From left to right, this is: the posterior odds equals the Likelihood ratio times the prior odds ratio. The term $P(D)/[1-P(D)]$ is the prior odds of having the disease or 1/99 in this example. Note that these are "odds for an event," in this case having the disease. Gambling odds in Las Vegas terminology are "odds against." I think odds for an event are a little easier to understand since then odds and probability are monotonically related. The Likelihood ratio is not an odds ratio like the other two terms. That is, the first and third ratios are of the form $p/(1-p)$ and are just a different way of expressing probabilities. The middle term can be thought of as an amplification factor which turns the prior odds into posterior odds. If it is equal to $1$, a + result from the test provides us no additional information. We would hope for a large number for this ratio. In this example we have a ratio of 10. So this converts our prior odds of 1/99 to posterior odds of 10/99. To convert the posterior odds into probability, use: $\dfrac{\text{posterior odds}}{1+ \text{posterior odds}}$. So we get $P(D|+)=10/109.$ We see a positive test result raises the probability of disease from $0.01$ to $0.092$.

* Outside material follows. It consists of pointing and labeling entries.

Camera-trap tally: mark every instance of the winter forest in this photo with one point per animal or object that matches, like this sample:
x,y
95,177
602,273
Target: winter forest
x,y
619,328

We clearly see that if the test had higher Sensitivity or a lower False Positive rate, the Likelihood ratio would increase and we would wind up with higher posterior odds.

The other quantity of interest is $P(D|-),$ namely the chance that you have the disease although you got a negative test result. (Remember: negative results are good and positive results are bad in health screening.)

$$\frac{P(D|-)}{1-P(D|-)}= \frac{1-\text{Sensitivity}}{1-\text{False Positive}}\frac{P(D)}{1-P(D)} $$

This starts out at $1/99$ as in the previous example and has a Likelihood ratio of $1/9.$ The posterior odds of $1/891$ converts into $P(D|-)=1/892.$ So you can relax if you get
a negative result. The test result has lowered your disease probability from $0.01$ to $1/892.$ Note that here we are starting with the same disease odds $P(D)/[1-P(D)]$ but since we are now looking at a "-" result, an informative test will reduce those odds which is what the $1/9$ ratio does. If you prefer Likelihood ratios that are greater than 1 for a good test, just reciprocate each factor.

I think this approach is desirable since it clearly separates the prior information from the information obtained from the test. And is shows Bayes Rule as a factor that modifies the prior odds depending on how good the test is.

While this may appear as a approach only a Bayesian statistician would use, it does not require a Bayesian statistical viewpoint.